Komisi VI DPR berencana memanggil PT Pertamina (Persero) serta Kementerian Badan Usaha Milik Negara (BUMN) untuk meminta klarifikasi terkait kasus ini. Menurut Gus Rivqy, diperlukan langkah konkret untuk mencegah kasus serupa agar tidak kembali terjadi. “Harus ada reformasi manajemen agar Pertamina benar-benar menjadi perusahaan unggul, mengingat perannya yang sangat strategis dalam pengelolaan energi nasional,” ujarnya.
Ia juga menekankan pentingnya penanganan cepat agar skandal ini tidak berdampak lebih luas pada kinerja Pertamina dan pendapatan negara. Transparansi dan pengawasan yang lebih ketat dari hulu ke hilir diperlukan untuk mencegah praktik manipulasi data di masa depan. “Kasus ini menimbulkan kerugian negara yang besar dan mengikis kepercayaan publik terhadap Pertamina. Diperlukan langkah pencegahan serta pemulihan integritas perusahaan agar kejadian serupa tidak terulang,” tegasnya.

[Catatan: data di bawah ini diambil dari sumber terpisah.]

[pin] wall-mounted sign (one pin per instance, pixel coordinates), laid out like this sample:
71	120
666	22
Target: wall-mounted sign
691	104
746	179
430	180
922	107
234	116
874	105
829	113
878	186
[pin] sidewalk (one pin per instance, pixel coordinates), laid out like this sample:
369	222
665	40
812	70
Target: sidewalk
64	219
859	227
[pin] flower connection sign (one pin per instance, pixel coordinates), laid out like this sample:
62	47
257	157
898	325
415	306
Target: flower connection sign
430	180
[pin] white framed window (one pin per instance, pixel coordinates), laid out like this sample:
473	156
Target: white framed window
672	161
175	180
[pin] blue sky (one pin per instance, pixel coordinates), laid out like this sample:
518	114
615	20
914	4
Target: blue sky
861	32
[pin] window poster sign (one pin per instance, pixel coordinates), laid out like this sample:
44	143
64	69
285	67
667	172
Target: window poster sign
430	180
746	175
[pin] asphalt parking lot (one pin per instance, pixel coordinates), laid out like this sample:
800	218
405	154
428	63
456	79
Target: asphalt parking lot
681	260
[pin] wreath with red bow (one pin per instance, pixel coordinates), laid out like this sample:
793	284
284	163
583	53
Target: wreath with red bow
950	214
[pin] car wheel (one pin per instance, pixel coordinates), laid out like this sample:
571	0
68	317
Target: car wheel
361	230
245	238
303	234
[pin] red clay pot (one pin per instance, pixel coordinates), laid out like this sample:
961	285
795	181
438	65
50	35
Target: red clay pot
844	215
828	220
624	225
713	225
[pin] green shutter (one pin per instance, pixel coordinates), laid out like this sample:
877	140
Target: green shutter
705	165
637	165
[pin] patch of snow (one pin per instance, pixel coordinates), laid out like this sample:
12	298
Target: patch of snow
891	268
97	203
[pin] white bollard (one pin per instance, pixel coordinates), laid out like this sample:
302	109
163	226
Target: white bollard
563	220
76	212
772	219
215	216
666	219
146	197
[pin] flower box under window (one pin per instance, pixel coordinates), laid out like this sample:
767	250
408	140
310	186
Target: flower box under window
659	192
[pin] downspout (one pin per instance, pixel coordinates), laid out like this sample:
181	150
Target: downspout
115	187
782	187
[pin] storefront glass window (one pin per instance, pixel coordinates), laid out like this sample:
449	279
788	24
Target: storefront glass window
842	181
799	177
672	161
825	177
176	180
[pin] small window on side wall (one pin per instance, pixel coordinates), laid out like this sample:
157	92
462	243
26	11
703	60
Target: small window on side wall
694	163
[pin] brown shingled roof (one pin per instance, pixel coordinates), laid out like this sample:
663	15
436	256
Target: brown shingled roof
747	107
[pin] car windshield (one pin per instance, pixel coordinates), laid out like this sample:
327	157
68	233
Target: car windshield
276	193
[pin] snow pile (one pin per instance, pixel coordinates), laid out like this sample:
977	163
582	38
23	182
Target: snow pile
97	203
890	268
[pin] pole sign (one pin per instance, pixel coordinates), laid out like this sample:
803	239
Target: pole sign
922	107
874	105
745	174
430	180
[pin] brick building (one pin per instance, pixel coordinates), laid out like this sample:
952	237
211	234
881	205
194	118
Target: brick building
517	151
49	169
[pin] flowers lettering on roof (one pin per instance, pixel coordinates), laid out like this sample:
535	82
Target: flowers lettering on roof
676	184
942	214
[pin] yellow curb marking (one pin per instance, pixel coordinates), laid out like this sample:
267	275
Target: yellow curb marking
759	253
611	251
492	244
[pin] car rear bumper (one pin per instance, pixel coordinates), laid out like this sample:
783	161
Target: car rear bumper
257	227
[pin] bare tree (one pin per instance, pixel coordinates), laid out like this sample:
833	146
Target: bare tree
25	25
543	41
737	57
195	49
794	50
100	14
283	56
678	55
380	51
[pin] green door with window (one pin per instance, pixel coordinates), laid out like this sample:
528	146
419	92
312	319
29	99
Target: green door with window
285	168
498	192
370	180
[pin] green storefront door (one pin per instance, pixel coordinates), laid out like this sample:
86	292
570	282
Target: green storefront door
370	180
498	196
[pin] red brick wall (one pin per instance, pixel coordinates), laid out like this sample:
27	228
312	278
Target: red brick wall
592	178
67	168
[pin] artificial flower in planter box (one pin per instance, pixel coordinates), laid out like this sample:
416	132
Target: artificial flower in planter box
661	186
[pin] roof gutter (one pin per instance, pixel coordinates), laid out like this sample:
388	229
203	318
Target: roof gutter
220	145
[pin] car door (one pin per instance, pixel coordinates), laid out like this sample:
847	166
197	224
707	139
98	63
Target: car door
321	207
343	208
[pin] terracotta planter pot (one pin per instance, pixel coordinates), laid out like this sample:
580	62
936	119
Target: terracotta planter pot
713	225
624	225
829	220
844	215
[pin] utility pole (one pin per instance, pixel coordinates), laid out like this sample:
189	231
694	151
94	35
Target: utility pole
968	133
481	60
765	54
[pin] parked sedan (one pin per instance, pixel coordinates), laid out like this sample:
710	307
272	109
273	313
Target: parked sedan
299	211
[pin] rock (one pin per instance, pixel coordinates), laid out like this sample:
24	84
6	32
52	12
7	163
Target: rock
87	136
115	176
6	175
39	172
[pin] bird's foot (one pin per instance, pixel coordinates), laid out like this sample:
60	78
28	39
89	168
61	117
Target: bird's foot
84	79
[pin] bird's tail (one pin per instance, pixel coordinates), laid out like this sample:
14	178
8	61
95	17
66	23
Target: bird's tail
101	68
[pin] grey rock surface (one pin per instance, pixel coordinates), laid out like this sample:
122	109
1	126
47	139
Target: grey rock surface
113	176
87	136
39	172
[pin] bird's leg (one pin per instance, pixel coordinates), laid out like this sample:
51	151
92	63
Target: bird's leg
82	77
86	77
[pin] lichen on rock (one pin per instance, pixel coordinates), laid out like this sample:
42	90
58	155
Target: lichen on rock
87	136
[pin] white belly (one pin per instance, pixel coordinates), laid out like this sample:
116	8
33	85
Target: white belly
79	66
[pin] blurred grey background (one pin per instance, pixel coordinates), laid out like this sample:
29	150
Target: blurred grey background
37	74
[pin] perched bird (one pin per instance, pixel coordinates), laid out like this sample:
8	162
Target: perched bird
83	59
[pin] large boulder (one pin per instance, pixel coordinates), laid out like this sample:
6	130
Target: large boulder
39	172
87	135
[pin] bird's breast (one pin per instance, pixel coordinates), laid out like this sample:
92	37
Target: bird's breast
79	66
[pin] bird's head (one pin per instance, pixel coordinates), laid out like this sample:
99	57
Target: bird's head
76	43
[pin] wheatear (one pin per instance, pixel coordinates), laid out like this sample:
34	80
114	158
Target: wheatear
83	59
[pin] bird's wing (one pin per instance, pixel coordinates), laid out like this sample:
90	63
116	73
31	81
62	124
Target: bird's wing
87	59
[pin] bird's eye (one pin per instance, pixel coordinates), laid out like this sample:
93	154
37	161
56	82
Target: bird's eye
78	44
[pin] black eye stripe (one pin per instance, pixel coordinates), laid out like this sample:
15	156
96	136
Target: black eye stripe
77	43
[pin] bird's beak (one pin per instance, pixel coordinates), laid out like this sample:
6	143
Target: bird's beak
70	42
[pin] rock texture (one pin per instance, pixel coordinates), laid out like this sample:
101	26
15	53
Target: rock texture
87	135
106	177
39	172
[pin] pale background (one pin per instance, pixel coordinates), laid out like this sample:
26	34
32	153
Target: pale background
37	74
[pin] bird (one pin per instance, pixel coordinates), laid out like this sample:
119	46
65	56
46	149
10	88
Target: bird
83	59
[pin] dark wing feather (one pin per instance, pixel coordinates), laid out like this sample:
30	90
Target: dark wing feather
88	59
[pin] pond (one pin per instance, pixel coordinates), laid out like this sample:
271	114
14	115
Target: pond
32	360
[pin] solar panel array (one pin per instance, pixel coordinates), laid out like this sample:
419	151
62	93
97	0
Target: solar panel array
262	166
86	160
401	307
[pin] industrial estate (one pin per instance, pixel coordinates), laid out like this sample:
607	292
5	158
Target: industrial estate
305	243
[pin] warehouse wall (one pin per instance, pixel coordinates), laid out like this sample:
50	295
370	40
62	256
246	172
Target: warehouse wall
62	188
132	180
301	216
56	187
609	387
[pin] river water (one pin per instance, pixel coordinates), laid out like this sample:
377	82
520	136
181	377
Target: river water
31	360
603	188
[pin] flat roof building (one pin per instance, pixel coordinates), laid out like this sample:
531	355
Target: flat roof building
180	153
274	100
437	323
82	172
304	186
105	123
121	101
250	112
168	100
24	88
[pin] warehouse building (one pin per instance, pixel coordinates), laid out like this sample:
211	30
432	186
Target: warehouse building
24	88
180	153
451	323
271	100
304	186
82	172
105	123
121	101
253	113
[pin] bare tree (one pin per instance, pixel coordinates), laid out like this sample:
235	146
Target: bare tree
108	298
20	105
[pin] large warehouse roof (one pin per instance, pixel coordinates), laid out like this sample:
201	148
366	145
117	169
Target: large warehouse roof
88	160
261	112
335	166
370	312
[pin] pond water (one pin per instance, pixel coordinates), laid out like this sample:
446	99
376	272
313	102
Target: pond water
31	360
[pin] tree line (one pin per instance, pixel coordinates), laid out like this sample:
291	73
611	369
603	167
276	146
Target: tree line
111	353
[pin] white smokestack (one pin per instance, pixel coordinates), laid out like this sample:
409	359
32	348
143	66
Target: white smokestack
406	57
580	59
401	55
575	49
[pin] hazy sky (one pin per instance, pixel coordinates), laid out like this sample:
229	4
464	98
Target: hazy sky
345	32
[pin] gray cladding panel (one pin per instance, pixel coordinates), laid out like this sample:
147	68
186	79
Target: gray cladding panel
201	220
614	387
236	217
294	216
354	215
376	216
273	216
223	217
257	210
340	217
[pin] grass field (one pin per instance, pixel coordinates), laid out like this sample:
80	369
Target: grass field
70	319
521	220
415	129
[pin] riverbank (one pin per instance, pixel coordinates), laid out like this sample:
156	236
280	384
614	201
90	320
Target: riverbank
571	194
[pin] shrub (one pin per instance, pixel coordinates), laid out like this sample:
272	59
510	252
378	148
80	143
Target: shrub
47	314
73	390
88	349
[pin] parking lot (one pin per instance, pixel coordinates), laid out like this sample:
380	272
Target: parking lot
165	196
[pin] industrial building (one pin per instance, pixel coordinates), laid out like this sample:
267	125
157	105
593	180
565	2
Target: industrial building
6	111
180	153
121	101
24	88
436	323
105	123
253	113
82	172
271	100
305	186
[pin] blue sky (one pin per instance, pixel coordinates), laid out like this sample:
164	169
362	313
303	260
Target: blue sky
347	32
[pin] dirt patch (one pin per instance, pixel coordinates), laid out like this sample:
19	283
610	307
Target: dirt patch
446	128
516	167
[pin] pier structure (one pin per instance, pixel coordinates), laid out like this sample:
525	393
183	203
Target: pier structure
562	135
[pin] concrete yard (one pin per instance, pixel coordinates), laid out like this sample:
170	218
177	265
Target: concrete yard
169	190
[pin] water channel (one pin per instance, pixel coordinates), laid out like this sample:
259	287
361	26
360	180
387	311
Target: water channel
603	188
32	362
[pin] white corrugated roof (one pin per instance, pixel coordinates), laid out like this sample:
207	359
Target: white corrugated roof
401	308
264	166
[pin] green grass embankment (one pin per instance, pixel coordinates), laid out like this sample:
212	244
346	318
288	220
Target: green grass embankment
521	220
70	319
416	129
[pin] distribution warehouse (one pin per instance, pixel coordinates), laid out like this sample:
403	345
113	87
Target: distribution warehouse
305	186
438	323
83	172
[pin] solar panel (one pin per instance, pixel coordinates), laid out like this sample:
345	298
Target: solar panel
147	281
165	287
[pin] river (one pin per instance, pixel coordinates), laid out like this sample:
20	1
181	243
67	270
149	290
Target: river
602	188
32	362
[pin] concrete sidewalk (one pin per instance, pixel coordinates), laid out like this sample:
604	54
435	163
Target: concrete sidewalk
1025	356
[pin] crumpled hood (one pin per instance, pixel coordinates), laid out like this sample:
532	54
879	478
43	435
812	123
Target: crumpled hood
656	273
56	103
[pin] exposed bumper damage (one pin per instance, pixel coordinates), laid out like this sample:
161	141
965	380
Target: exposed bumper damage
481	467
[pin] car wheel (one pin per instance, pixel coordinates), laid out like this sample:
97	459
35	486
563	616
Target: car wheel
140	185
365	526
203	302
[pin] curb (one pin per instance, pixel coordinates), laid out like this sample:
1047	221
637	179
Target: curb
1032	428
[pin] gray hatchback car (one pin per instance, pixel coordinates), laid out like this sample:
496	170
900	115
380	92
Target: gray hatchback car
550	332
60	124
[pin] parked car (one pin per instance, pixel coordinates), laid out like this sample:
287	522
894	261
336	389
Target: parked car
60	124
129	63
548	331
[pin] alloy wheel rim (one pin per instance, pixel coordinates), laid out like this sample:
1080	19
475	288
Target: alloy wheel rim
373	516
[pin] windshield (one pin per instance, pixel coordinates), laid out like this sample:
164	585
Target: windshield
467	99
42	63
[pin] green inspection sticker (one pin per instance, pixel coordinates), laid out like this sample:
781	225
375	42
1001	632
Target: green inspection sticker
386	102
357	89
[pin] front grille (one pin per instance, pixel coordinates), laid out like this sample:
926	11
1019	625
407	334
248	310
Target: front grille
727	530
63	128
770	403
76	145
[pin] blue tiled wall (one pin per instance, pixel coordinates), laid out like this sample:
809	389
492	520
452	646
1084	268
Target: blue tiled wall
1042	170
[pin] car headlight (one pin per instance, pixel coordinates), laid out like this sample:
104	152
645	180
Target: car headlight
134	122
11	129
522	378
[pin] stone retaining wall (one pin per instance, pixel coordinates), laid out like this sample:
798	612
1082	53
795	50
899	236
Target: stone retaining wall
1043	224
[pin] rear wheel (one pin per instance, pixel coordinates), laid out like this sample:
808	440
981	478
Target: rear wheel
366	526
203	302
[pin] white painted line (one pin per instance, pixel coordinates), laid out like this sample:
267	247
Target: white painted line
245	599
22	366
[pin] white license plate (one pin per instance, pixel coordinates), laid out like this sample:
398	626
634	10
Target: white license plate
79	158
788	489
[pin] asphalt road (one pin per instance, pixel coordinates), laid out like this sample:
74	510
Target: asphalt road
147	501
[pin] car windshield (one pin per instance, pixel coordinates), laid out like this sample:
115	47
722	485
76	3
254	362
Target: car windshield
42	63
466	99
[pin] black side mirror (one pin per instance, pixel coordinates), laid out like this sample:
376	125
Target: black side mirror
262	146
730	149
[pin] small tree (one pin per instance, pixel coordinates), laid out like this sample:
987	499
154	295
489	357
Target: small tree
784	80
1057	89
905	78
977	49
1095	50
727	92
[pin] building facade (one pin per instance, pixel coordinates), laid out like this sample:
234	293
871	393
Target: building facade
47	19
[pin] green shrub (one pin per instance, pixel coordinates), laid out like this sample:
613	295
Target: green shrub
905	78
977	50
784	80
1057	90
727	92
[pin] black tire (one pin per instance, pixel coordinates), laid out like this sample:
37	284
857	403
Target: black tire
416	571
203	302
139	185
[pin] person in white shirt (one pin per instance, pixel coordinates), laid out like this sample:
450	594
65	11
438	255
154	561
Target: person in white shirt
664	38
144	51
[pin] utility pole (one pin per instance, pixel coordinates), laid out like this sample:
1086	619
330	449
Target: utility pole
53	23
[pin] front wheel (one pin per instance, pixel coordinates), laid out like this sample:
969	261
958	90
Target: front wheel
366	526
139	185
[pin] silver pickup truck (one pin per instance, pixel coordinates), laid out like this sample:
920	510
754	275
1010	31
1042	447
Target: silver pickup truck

Selain itu, Gus Rivqy menyoroti isu perbedaan kadar RON antara Pertalite dan Pertamax yang menimbulkan kebingungan di masyarakat. Ia menegaskan perlunya klarifikasi agar kepercayaan masyarakat terhadap Pertamina tetap terjaga. “Publik marah karena ada informasi bahwa Pertamax yang mereka beli ternyata memiliki RON 90, setara dengan Pertalite. Ini harus diluruskan dengan bukti-bukti valid agar tidak menimbulkan ketidakpercayaan terhadap SPBU Pertamina,” ujarnya.